Après avoir signé des disques un peu partout, chez Motion Recordings, chez Cease and Desist, chez les Allemands de Subversiv*Rec et chez les Français de (vulgar), le rappeur originaire de London, dans l'Ontario, a donc rejoint le label de soso pour cet album solo, Loved Ones. Et ce qui marque, à l’écoute de cette sortie produite par Nyles de HOWL (un autre groupe auquel Thesis Sahib a appartenu), c'est cette nouvelle progression vers une formule plus pop, vers cet entre-deux musical où se situent désormais nombre de rappeurs de l'underground. Loved Ones parachève l’évolution déjà sentie de The Secret Adventures of Thesis Sahib and Friends, le premier album du Canadien, au plus récent War Time Theme Songs for the Modern Ego.

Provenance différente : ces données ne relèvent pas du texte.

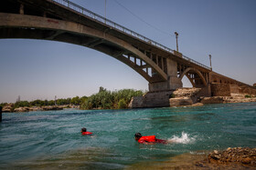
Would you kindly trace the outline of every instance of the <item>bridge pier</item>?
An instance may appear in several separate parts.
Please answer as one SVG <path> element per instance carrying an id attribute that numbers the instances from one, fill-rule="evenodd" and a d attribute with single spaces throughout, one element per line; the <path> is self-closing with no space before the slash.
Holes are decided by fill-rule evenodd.
<path id="1" fill-rule="evenodd" d="M 167 58 L 167 81 L 154 82 L 148 84 L 149 92 L 173 91 L 182 87 L 181 79 L 177 77 L 176 62 Z"/>

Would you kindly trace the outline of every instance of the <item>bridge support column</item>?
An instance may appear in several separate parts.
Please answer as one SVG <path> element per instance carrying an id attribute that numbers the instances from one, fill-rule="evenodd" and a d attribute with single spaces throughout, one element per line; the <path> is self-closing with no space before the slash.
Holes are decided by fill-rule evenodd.
<path id="1" fill-rule="evenodd" d="M 165 82 L 155 82 L 148 85 L 149 92 L 170 91 L 182 87 L 181 79 L 177 77 L 176 62 L 167 58 L 168 80 Z"/>
<path id="2" fill-rule="evenodd" d="M 24 5 L 23 5 L 23 4 L 20 4 L 20 6 L 19 6 L 19 14 L 20 14 L 20 15 L 24 15 Z"/>

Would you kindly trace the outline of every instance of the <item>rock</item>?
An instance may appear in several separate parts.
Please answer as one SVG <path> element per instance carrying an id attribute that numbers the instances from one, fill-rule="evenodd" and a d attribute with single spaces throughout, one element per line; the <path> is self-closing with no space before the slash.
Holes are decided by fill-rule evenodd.
<path id="1" fill-rule="evenodd" d="M 204 97 L 201 100 L 202 104 L 223 104 L 224 99 L 220 96 L 213 96 L 213 97 Z"/>
<path id="2" fill-rule="evenodd" d="M 244 158 L 244 159 L 241 160 L 241 163 L 242 163 L 242 164 L 251 164 L 251 161 L 252 161 L 251 158 L 246 157 L 246 158 Z"/>
<path id="3" fill-rule="evenodd" d="M 202 105 L 204 105 L 204 104 L 202 104 L 202 103 L 196 103 L 196 104 L 193 104 L 190 106 L 202 106 Z"/>
<path id="4" fill-rule="evenodd" d="M 14 105 L 15 105 L 14 104 L 7 104 L 7 105 L 5 105 L 3 107 L 2 112 L 3 113 L 5 113 L 5 112 L 12 112 Z"/>
<path id="5" fill-rule="evenodd" d="M 210 153 L 208 156 L 208 163 L 211 164 L 230 164 L 237 163 L 241 165 L 250 165 L 256 166 L 256 148 L 242 148 L 242 147 L 234 147 L 224 151 L 214 150 L 213 153 Z"/>
<path id="6" fill-rule="evenodd" d="M 18 107 L 16 108 L 14 112 L 29 112 L 29 107 Z"/>
<path id="7" fill-rule="evenodd" d="M 191 105 L 193 101 L 190 97 L 170 98 L 170 106 Z"/>

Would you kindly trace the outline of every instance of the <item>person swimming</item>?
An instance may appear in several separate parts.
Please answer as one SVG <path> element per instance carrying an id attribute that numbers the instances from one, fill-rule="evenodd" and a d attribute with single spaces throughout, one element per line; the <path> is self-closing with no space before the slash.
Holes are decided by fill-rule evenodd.
<path id="1" fill-rule="evenodd" d="M 82 127 L 80 129 L 80 133 L 81 133 L 82 135 L 92 135 L 91 132 L 87 132 L 87 129 L 85 127 Z"/>
<path id="2" fill-rule="evenodd" d="M 140 144 L 155 144 L 155 143 L 160 143 L 160 144 L 167 144 L 167 140 L 163 139 L 157 139 L 155 135 L 145 135 L 143 136 L 141 133 L 136 133 L 134 135 L 134 138 L 138 143 Z"/>

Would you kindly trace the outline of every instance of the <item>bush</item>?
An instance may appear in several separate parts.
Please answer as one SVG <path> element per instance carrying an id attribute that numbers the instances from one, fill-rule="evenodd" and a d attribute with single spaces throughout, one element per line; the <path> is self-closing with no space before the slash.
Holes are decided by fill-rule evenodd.
<path id="1" fill-rule="evenodd" d="M 135 91 L 133 89 L 111 92 L 101 86 L 97 94 L 91 95 L 81 103 L 80 109 L 127 108 L 132 97 L 143 95 L 144 93 L 142 91 Z"/>
<path id="2" fill-rule="evenodd" d="M 251 96 L 250 95 L 246 95 L 244 97 L 245 98 L 251 98 Z"/>
<path id="3" fill-rule="evenodd" d="M 127 104 L 126 104 L 124 98 L 121 99 L 118 102 L 118 109 L 123 109 L 123 108 L 127 108 Z"/>

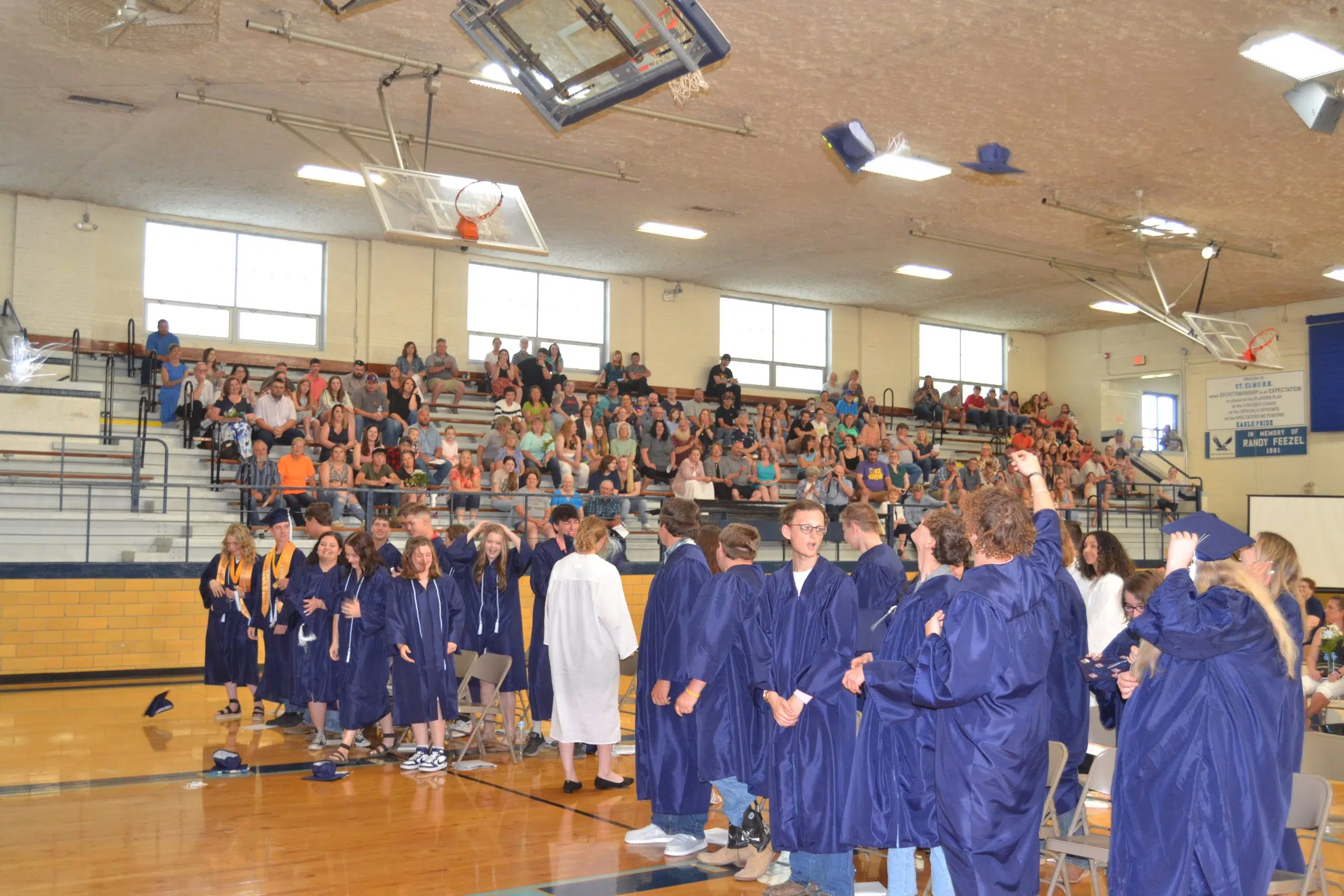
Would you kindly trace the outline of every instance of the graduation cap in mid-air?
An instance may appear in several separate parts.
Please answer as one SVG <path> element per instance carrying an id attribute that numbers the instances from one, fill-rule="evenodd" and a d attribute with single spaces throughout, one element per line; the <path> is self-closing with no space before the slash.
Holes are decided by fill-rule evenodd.
<path id="1" fill-rule="evenodd" d="M 1172 535 L 1173 532 L 1198 535 L 1199 547 L 1195 548 L 1195 559 L 1203 563 L 1226 560 L 1238 551 L 1255 544 L 1255 539 L 1235 525 L 1223 523 L 1212 513 L 1206 513 L 1204 510 L 1189 513 L 1175 523 L 1168 523 L 1163 527 L 1163 532 L 1167 535 Z"/>
<path id="2" fill-rule="evenodd" d="M 160 712 L 168 712 L 169 709 L 172 709 L 172 701 L 168 700 L 168 692 L 164 690 L 160 695 L 155 695 L 155 699 L 149 701 L 148 707 L 145 707 L 145 716 L 148 719 L 153 719 Z"/>

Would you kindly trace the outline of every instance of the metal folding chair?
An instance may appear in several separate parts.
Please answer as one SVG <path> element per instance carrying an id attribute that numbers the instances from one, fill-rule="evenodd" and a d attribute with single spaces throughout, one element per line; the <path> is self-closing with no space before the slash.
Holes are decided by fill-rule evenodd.
<path id="1" fill-rule="evenodd" d="M 1068 875 L 1064 873 L 1067 862 L 1064 857 L 1074 856 L 1087 861 L 1087 870 L 1091 873 L 1091 892 L 1101 892 L 1101 879 L 1098 870 L 1105 868 L 1110 857 L 1110 836 L 1094 834 L 1087 826 L 1087 795 L 1099 794 L 1110 798 L 1111 782 L 1116 778 L 1116 748 L 1103 750 L 1093 759 L 1091 771 L 1083 785 L 1083 793 L 1078 797 L 1078 809 L 1074 810 L 1074 819 L 1068 825 L 1064 836 L 1046 837 L 1046 852 L 1055 853 L 1055 873 L 1050 876 L 1050 889 L 1046 896 L 1054 896 L 1055 888 L 1063 881 L 1064 892 L 1073 896 L 1073 887 Z"/>
<path id="2" fill-rule="evenodd" d="M 1288 826 L 1296 830 L 1310 830 L 1312 854 L 1306 860 L 1306 873 L 1274 869 L 1270 880 L 1270 893 L 1327 893 L 1325 881 L 1325 826 L 1331 818 L 1331 782 L 1320 775 L 1293 775 L 1293 799 L 1288 806 Z M 1339 884 L 1336 884 L 1339 887 Z M 1344 889 L 1341 887 L 1340 889 Z"/>

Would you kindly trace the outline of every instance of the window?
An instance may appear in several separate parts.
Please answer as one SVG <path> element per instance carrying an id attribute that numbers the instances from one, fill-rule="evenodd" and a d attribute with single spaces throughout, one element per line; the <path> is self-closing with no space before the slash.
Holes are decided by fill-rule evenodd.
<path id="1" fill-rule="evenodd" d="M 606 363 L 606 281 L 472 262 L 466 270 L 466 351 L 477 364 L 495 337 L 509 355 L 517 340 L 560 347 L 567 371 Z"/>
<path id="2" fill-rule="evenodd" d="M 145 222 L 145 332 L 321 347 L 327 246 Z"/>
<path id="3" fill-rule="evenodd" d="M 1140 416 L 1144 427 L 1144 450 L 1161 450 L 1163 427 L 1176 431 L 1176 396 L 1163 392 L 1144 392 L 1140 400 Z"/>
<path id="4" fill-rule="evenodd" d="M 829 316 L 821 308 L 719 298 L 719 352 L 742 386 L 816 392 L 827 379 Z"/>
<path id="5" fill-rule="evenodd" d="M 1004 386 L 1003 333 L 919 325 L 919 377 L 931 376 L 934 387 L 946 392 L 961 387 L 962 396 L 976 386 L 1001 390 Z"/>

"Dengue" donne le ton avec ces guitares rock pêchues, complétées par un verbe tout en allitérations et par une poésie abstraite dans le pur style indé. Ces mélanges se poursuivent avec d’autres guitares ("Eavesdrops") ou sur le ton d’un tube new-wave ("Action Man"). Et tout du long, on observe des similitudes avec d'autres MCs qui se sont, eux aussi, affranchis de leur rap d'origine. Ici, "With What We Have" évoque Buck 65 dans ses phases les plus sombres. Là, "On The Road to Rotting" rappelle le chantonnement de Pigeon John, en plus rapide. Et sur "Near the Low Stream", on pense à Ceschi et à sa pop sixties mélancolique revisitée par le rap.

James "Thesis" Kirkpatrick, en fait, propose autant d’exercices de style différents que de titres. Et ceux-ci sont nombreux, trente très exactement, pour une durée totale de trente-quatre minutes. Ce qui donne, vous comptez bien, une minute par plage. L’album regorge de petites tueries, avec l’orgue, les tintements et le crescendo de "Mud Pies", le tube électronique "Stuffed as a Champion", le sing-song robotique de "On the Road to Rotting", l’étrange complainte de "The King’s Men", ou le reggae de "Crawling on your Needs". Et pourtant à peine commencés, ces titres se terminent déjà, ne permettant jamais au plaisir de succéder à l'accroche.

C'est là le seul défaut de ce Loved Ones déroulé à toute allure. Si Thesis Sahib avait laissé aux graines de tube qui le parsèment l’espace nécessaire pour pousser, il aurait sorti le meilleur disque rap indé de l'année 2006. Mais en fait, il n'en a proposé que les snippets.